Entscheidungsstichwort (Thema)

Betriebliche Übung. Lohnerhöhung. Bezugnahme auf Tarifvertrag. Gleichstellungsabrede

 

Leitsatz (amtlich)

1. Zahlt der Beklagte ab April 2004 der Klägerin über einen Zeitraum von mehr als 3 Monaten hinaus monatlich eine um 2,4% erhöhte Vergütung ohne jeglichen Vorbehalt, gibt er durch diese regelmäßige Wiederholung der neuen Vergütung objektiv zu erkennen, der Klägerin eine entsprechende Gehaltserhöhung gewähren zu wollen.

2. Wenn der Beklagte trotz Nichtvorlage eines Übernahmetarifvertrages und trotz Kündigung der Mitgliedschaft in der Landestarifgemeinschaft seinen Mitarbeitern ab 01.04.2004 eine Gehaltserhöhung von 2,4% tatsächlich gewährt, durften die Arbeitnehmer objektiv darauf vertrauen, dass diese Zahlungen unabhängig von einer tariflichen oder vertraglichen Verpflichtung des Beklagten erfolgen sollen.

3. Die Tariferhöhung für den öffentlichen Dienst ab 2004 ist nicht aufgrund § 3 der Rahmenbedingungen und § 67 Abs. 3 DRK-TV ohne weiteren Übertragungsakt Inhalt des Arbeitsverhältnisses geworden. Vielmehr ist eine Übernahme der Regelungen erforderlich, das heißt ein Rechtsakt, der dazu führt, dass die für den Bereich des BAT geltenden Bestimmungen auch für die Mitarbeiter des DRK Geltung beanspruchen.

 

Normenkette

DRK-TV § 67 Abs. 3; TVG § 4 Abs. 1; BGB § 310 Abs. 4, § 350 Abs. 2

 

Verfahrensgang

ArbG Hannover (Urteil vom 24.08.2004; Aktenzeichen 11 Ca 365/04)

 

Tenor

Die Berufung des Beklagten gegen das Urteil des Arbeitsgerichts Hannover vom 24.08.2004, 11 Ca 365/04, wird zurückgewiesen.

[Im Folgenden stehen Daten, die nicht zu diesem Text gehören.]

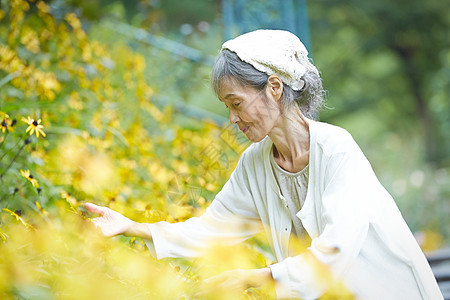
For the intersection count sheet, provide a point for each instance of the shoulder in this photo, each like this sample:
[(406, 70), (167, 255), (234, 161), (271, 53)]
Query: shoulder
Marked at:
[(332, 139)]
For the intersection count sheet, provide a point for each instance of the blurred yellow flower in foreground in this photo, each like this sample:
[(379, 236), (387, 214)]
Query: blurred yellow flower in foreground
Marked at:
[(30, 177), (34, 126)]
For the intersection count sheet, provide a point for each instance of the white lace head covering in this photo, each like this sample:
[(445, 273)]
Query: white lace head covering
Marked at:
[(273, 52)]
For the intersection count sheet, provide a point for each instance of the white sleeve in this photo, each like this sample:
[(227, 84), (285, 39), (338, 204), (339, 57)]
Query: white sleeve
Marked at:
[(348, 186), (231, 218)]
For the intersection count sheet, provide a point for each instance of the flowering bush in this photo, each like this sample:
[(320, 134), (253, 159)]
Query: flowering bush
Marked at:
[(78, 123)]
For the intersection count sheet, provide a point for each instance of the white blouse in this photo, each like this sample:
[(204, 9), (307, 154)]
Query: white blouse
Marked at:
[(294, 187), (355, 227)]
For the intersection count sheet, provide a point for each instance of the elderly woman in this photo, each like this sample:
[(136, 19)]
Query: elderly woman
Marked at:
[(299, 178)]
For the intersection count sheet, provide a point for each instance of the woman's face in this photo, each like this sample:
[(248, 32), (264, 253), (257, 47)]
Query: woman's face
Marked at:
[(255, 112)]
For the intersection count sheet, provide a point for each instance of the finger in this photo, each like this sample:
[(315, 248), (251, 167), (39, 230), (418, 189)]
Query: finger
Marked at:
[(94, 208)]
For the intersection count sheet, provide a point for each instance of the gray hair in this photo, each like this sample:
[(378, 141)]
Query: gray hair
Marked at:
[(309, 99)]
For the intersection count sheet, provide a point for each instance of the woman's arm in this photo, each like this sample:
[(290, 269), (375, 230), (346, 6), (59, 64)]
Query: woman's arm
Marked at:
[(112, 223)]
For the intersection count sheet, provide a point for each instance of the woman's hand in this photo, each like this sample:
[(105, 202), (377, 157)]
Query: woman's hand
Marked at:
[(110, 222), (236, 281)]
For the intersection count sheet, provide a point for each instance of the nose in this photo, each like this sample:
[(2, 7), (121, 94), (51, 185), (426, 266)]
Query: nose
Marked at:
[(233, 117)]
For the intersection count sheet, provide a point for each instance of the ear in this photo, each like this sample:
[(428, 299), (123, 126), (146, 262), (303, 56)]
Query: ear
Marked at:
[(275, 86)]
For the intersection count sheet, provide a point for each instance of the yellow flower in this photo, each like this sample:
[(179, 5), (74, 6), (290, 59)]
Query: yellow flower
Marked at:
[(7, 124), (34, 126), (30, 177)]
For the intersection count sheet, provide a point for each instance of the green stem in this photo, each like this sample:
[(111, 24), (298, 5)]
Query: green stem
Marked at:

Auf die Berufung der Klägerin wird das Urteil des Arbeitsgerichts Hannover vom 24.08.2004, 11 Ca 365/04, teilweise abgeändert:

Es wird festgestellt, dass der Beklagte verpflichtet ist, an die Klägerin seit dem 01. Januar 2004 eine Gehaltserhöhung von 2,4 % weiter zu zahlen und die monatlichen Differenzbeträge zwischen gezahlter und beantragter Vergütung jeweils ab Fälligkeit mit 5 Prozentpunkten über dem Basiszinssatz zu verzinsen.

Im Übrigen wird die Berufung der Klägerin zurückgewiesen.

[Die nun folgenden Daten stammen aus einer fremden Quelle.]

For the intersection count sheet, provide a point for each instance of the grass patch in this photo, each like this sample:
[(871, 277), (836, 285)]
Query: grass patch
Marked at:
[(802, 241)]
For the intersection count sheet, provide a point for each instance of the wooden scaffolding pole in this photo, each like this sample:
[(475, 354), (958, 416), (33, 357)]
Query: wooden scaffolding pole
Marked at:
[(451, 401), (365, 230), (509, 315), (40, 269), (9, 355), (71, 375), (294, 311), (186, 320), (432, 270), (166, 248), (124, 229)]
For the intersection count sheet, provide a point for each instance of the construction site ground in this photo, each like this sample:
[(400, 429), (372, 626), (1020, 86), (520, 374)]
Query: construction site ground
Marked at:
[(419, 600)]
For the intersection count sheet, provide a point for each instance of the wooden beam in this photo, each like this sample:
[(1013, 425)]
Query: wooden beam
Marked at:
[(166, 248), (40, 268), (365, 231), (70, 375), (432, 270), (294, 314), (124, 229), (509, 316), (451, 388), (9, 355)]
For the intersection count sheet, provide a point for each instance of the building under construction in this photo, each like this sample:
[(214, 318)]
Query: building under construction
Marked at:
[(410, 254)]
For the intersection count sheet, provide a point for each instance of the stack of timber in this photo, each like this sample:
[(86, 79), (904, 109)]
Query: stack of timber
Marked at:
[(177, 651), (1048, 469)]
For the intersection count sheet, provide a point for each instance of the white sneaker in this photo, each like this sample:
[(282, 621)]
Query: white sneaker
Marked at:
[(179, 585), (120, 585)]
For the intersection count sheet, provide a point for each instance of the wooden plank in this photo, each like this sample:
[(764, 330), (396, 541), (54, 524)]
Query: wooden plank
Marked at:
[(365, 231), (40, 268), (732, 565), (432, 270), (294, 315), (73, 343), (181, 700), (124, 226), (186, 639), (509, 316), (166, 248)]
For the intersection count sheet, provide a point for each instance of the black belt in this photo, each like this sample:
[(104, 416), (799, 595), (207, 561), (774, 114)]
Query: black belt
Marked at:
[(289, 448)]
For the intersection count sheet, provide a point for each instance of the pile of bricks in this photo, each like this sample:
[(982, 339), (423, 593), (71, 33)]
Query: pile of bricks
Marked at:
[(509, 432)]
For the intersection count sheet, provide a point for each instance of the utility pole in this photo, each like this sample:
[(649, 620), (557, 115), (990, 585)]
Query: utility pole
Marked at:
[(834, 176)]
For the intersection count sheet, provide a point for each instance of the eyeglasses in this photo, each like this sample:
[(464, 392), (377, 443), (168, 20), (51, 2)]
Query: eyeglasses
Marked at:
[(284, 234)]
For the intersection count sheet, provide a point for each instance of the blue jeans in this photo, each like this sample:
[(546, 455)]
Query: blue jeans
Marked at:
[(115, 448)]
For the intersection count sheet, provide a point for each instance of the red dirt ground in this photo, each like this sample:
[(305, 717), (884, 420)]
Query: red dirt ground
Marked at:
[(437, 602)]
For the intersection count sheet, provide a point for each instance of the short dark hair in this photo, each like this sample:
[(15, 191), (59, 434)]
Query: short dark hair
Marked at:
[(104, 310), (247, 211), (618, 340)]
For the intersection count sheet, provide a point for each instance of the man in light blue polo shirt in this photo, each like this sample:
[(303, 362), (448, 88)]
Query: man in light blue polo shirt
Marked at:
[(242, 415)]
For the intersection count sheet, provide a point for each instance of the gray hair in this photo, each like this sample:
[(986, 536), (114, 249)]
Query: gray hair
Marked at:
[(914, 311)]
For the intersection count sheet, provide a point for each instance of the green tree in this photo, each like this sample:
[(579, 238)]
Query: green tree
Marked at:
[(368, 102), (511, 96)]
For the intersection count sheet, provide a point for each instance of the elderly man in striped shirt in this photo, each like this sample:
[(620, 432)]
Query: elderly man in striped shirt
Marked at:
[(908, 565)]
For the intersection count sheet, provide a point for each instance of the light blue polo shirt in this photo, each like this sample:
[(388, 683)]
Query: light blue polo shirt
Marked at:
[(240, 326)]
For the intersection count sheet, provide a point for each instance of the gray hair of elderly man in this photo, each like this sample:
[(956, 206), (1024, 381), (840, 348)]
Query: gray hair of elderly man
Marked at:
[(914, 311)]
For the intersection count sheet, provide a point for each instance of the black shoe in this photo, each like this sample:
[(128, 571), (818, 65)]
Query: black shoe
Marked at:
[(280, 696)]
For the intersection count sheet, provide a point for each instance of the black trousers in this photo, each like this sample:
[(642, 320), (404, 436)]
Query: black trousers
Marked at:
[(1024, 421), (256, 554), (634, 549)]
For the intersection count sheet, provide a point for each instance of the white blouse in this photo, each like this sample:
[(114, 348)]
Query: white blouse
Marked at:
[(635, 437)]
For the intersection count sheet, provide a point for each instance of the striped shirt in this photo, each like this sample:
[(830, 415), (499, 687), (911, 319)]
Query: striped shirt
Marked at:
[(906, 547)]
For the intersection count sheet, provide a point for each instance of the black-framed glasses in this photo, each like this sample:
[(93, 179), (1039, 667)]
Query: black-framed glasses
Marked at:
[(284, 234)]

Die Kosten des Berufungsverfahrens tragen die Klägerin und der Beklagte jeweils zu 50 %.

Die Revision wird zugelassen.

 

Tatbestand

Die Parteien streiten darüber, ob der Beklagte zum einen berechtigt war, eine ab 01.04.2003 tatsächlich gewährte Erhöhung der Vergütung um 2,4% ab Januar 2004 wieder rückgängig zu machen, und ob der Beklagte zum anderen verpflichtet ist, der Klägerin ab 01.01.2004 und ab 01.05.2004 jeweils eine weitere Vergütungserhöhung von 1% zu gewähren.

Die 1957 geborene Klägerin ist seit dem 01.06.1984 bei dem Beklagten als Hauswirtschaftsleiterin mit einer regelmäßigen wöchentlichen Arbeitszeit von 24,06 Stunden beschäftigt. In dem Arbeitsvertrag vom 25.06.1984 (Bl. 5, 6 d.A.) wurde unter anderem vereinbart, dass dem Arbeitsverhältnis die Arbeitsbedingungen für die Angestellten und Arbeiter des Deutschen Roten Kreuzes in der jeweils geltenden Fassung zu Grunde liegen, und dass die Beschäftigung bei dem Deutschen Roten Kreuz nicht als öffentlicher Dienst gilt.

In einem Nachtrag zum Arbeitsvertrag vom 25.04.1985 wurde geregelt:

„Mit Wirkung vom 01.01.1985 finden auf das bestehende Arbeitsverhältnis der Tarifvertrag über Arbeitsbedingungen für Angestellte, Arbeiter und Auszubildende des Deutschen Roten Kreuzes in der jeweiligen Fassung entsprechend Anwendung.”

Die Klägerin ist seit dem 01.12.2003 Mitglied der Gewerkschaft ver.di. Der Beklagte war Mitglied in der Landestarifgemeinschaft Niedersachsen des Deutschen Roten Kreuzes seit deren Gründung und kündigte diese Mitgliedschaft mit Schreiben vom 30.12.2002 zum 31.03.2003.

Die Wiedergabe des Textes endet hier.